While the Olympics are over for another four years, there will always be stories from this most public of world stages that resonate for years to come. For London 2012 it was the year of a comeuppance for Australian triumphalism. But at the same time we saw the fantastic emergence of some new local stars in lesser followed sports. Olympic feats can also extend way beyond those who simply win.
There are those stories that transcend the games themselves, rise above the realm of sport and resonate on a worldwide stage.
Few of these moments have drawn as much controversy and applause as the famous Black Power salute in the 1968 Mexico City Olympics.
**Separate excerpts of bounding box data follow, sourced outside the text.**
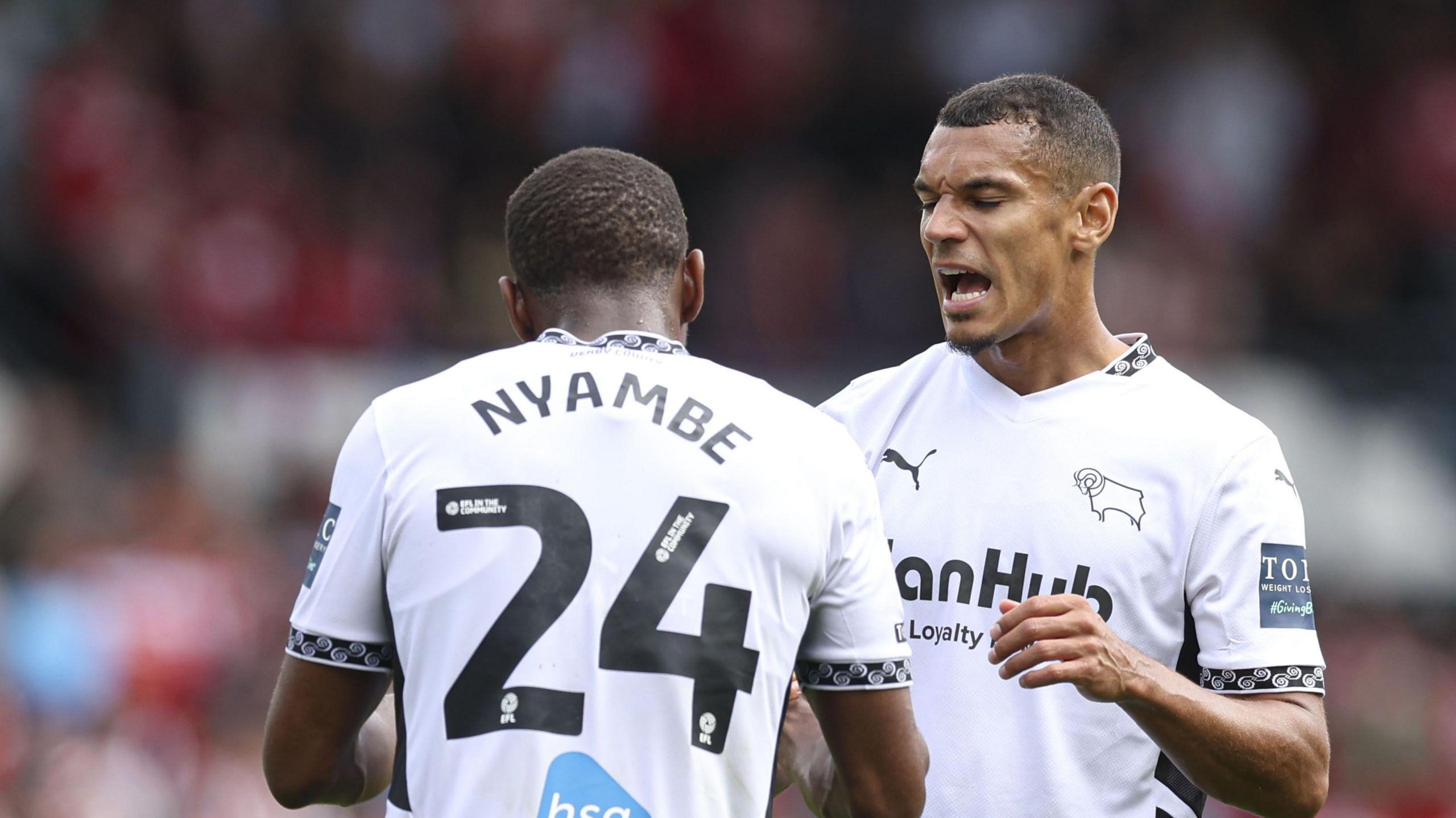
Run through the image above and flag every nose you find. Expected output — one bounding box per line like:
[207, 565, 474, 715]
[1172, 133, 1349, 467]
[920, 197, 965, 244]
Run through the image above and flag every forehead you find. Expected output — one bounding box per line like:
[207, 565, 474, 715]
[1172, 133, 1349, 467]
[919, 122, 1050, 188]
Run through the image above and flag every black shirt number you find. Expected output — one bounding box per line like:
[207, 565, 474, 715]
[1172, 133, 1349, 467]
[437, 486, 759, 753]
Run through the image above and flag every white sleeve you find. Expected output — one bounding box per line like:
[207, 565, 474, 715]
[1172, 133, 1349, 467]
[795, 435, 910, 690]
[1185, 434, 1325, 693]
[287, 406, 395, 671]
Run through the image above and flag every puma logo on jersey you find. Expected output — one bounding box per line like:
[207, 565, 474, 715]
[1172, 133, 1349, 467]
[879, 449, 938, 491]
[1072, 468, 1147, 532]
[1274, 468, 1299, 496]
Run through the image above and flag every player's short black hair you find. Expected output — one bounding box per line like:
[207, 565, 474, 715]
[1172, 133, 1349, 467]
[938, 74, 1123, 194]
[505, 147, 687, 297]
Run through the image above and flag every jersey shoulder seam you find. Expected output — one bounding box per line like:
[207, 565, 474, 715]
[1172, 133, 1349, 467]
[1182, 427, 1277, 592]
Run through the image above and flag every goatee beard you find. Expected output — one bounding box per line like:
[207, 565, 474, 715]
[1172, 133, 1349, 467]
[945, 335, 996, 358]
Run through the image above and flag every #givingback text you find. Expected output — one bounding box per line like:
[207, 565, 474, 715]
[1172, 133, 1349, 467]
[1269, 600, 1315, 616]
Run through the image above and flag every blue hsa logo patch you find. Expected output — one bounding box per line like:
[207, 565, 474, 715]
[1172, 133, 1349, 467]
[1259, 543, 1315, 630]
[303, 502, 341, 588]
[536, 753, 652, 818]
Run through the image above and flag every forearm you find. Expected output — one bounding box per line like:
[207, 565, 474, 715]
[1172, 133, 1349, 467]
[779, 690, 850, 818]
[1120, 657, 1329, 818]
[298, 693, 395, 807]
[349, 693, 396, 803]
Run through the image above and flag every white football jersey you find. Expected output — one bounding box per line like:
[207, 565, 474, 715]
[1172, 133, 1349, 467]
[822, 336, 1325, 818]
[288, 330, 910, 818]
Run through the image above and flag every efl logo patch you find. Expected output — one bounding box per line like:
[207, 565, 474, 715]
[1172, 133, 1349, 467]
[1259, 543, 1315, 630]
[536, 753, 652, 818]
[303, 502, 341, 588]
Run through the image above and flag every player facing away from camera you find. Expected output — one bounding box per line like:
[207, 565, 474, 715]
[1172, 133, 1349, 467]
[263, 148, 928, 818]
[786, 76, 1329, 818]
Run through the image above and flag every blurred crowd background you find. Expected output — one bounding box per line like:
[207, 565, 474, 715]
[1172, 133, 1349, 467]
[0, 0, 1456, 818]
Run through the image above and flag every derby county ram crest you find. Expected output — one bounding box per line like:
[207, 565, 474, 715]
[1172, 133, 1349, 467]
[1073, 468, 1147, 532]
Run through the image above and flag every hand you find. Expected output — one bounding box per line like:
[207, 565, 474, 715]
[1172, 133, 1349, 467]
[987, 594, 1152, 701]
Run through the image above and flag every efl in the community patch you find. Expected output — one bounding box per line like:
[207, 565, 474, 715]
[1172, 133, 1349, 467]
[1259, 543, 1315, 630]
[303, 502, 339, 588]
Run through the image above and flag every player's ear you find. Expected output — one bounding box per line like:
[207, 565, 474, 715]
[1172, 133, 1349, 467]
[501, 275, 540, 341]
[677, 250, 705, 325]
[1072, 182, 1117, 254]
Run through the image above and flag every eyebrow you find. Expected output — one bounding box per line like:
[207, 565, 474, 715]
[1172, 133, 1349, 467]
[915, 176, 1015, 194]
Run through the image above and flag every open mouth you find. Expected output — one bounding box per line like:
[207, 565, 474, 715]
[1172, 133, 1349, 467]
[935, 267, 991, 309]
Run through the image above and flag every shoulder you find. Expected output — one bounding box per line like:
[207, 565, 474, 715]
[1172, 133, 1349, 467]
[1136, 358, 1274, 462]
[696, 358, 846, 444]
[820, 343, 952, 423]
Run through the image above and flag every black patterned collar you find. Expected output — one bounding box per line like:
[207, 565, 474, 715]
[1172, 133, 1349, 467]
[536, 327, 687, 355]
[1102, 332, 1157, 377]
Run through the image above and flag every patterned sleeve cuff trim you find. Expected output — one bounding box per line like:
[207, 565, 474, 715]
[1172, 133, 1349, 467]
[793, 659, 910, 690]
[1198, 665, 1325, 693]
[287, 628, 395, 672]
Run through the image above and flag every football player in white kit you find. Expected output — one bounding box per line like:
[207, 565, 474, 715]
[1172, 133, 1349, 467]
[786, 76, 1329, 818]
[263, 148, 928, 818]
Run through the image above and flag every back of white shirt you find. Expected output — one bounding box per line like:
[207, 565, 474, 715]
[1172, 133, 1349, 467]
[288, 330, 908, 818]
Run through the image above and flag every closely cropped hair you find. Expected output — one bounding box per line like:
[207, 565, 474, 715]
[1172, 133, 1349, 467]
[938, 74, 1123, 194]
[505, 147, 687, 297]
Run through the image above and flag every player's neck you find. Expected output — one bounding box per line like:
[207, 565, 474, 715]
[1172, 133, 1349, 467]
[541, 303, 686, 341]
[975, 306, 1127, 395]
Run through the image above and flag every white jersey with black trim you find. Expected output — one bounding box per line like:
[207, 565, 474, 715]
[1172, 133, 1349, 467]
[288, 330, 910, 818]
[821, 335, 1325, 818]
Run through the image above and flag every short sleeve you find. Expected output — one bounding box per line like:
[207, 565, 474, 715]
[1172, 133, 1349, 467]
[287, 408, 395, 671]
[1185, 435, 1325, 693]
[795, 435, 910, 690]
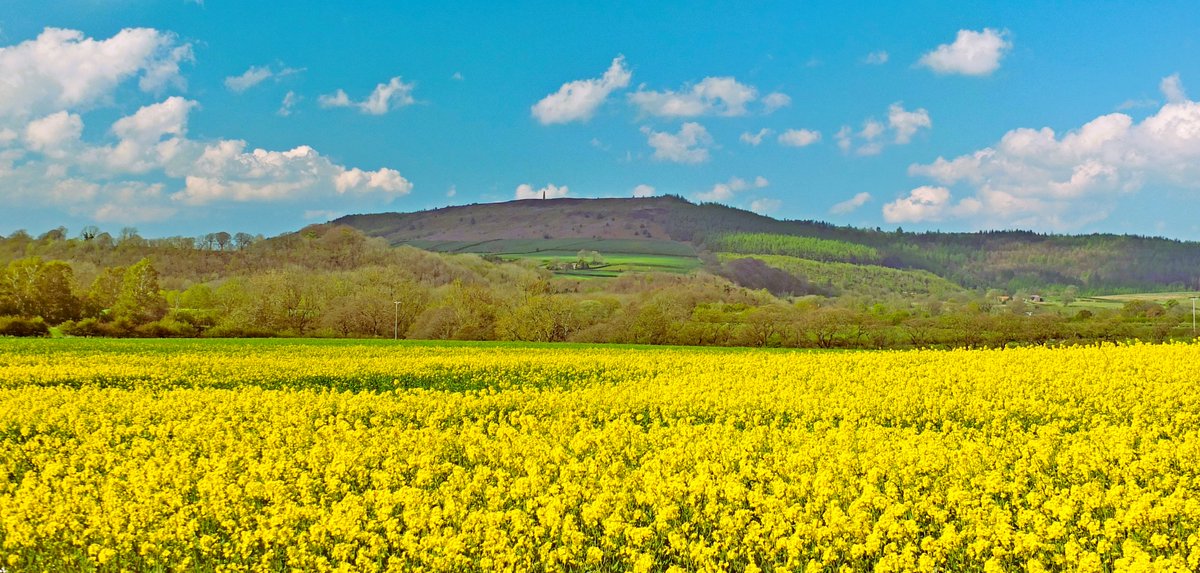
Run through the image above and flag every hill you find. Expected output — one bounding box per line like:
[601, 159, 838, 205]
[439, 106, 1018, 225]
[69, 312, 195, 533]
[334, 195, 1200, 294]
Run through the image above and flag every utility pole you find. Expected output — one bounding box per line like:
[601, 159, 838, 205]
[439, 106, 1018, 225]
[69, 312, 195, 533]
[391, 301, 400, 340]
[1192, 296, 1196, 338]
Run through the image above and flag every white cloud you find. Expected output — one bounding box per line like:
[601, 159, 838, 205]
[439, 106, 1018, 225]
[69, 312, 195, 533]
[1158, 73, 1188, 103]
[696, 175, 770, 203]
[0, 86, 412, 222]
[226, 66, 272, 94]
[738, 127, 774, 147]
[514, 183, 569, 199]
[642, 121, 713, 163]
[634, 185, 656, 197]
[829, 192, 871, 215]
[888, 102, 934, 145]
[917, 28, 1013, 76]
[304, 209, 342, 221]
[172, 140, 413, 205]
[224, 66, 304, 94]
[762, 91, 792, 114]
[779, 129, 821, 147]
[92, 181, 179, 224]
[0, 28, 192, 120]
[529, 55, 634, 125]
[863, 50, 889, 66]
[834, 102, 934, 156]
[334, 168, 413, 195]
[750, 198, 784, 215]
[25, 111, 83, 157]
[629, 77, 758, 117]
[317, 76, 416, 115]
[883, 186, 982, 223]
[275, 90, 300, 117]
[908, 78, 1200, 230]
Americans Tommie Smith and John Carlos, the gold and bronze medallists in the 200 metre famously, joined in a Black Power salute during the playing of The Star-Spangled Banner. The Australian silver medallist Peter Norman donned a badge for the Olympic Project for Human Rights in support of their cause. Extraordinary enough as it was to have an Australian on the podium of the 200 metre final, even more remarkable was the rare sympathy that Norman had with his fellow runners.
The story relates how before the ceremony the black runners asked Norman if he believed in human rights and he said he did. When they suggested that they would do something greater and more significant than any athletic feat, he is said to have responded that he would stand with them.
For this Norman suffered public approbation and it is suggested was not chosen to run in Munich four years later. But the resonance of that iconic moment has slowly built in a positive revival of his memory.
When Norman died in 2006, both Smith and Carlos were pall bearers, a final touching tribute to a fellow athlete with whom they shared a unique bond. October 9 is also marked as Peter Norman Day by the United States Track and Field Federation. Now it is Australia’s turn to reconsider the legacy of Norman.
Some will argue that this behaviour is inappropriate at what are supposed to be friendly games but let us not forget that the Olympics have always been a political stage, whether it is cold-war shadow boxing or the four yearly host-nation propaganda circus.
Norman’s moment of fame showed a rare solidarity in a spirit of friendship across nations that the games are supposedly built on. In that instant he rose above just being a fast runner. There are some moments in sport worth remembering.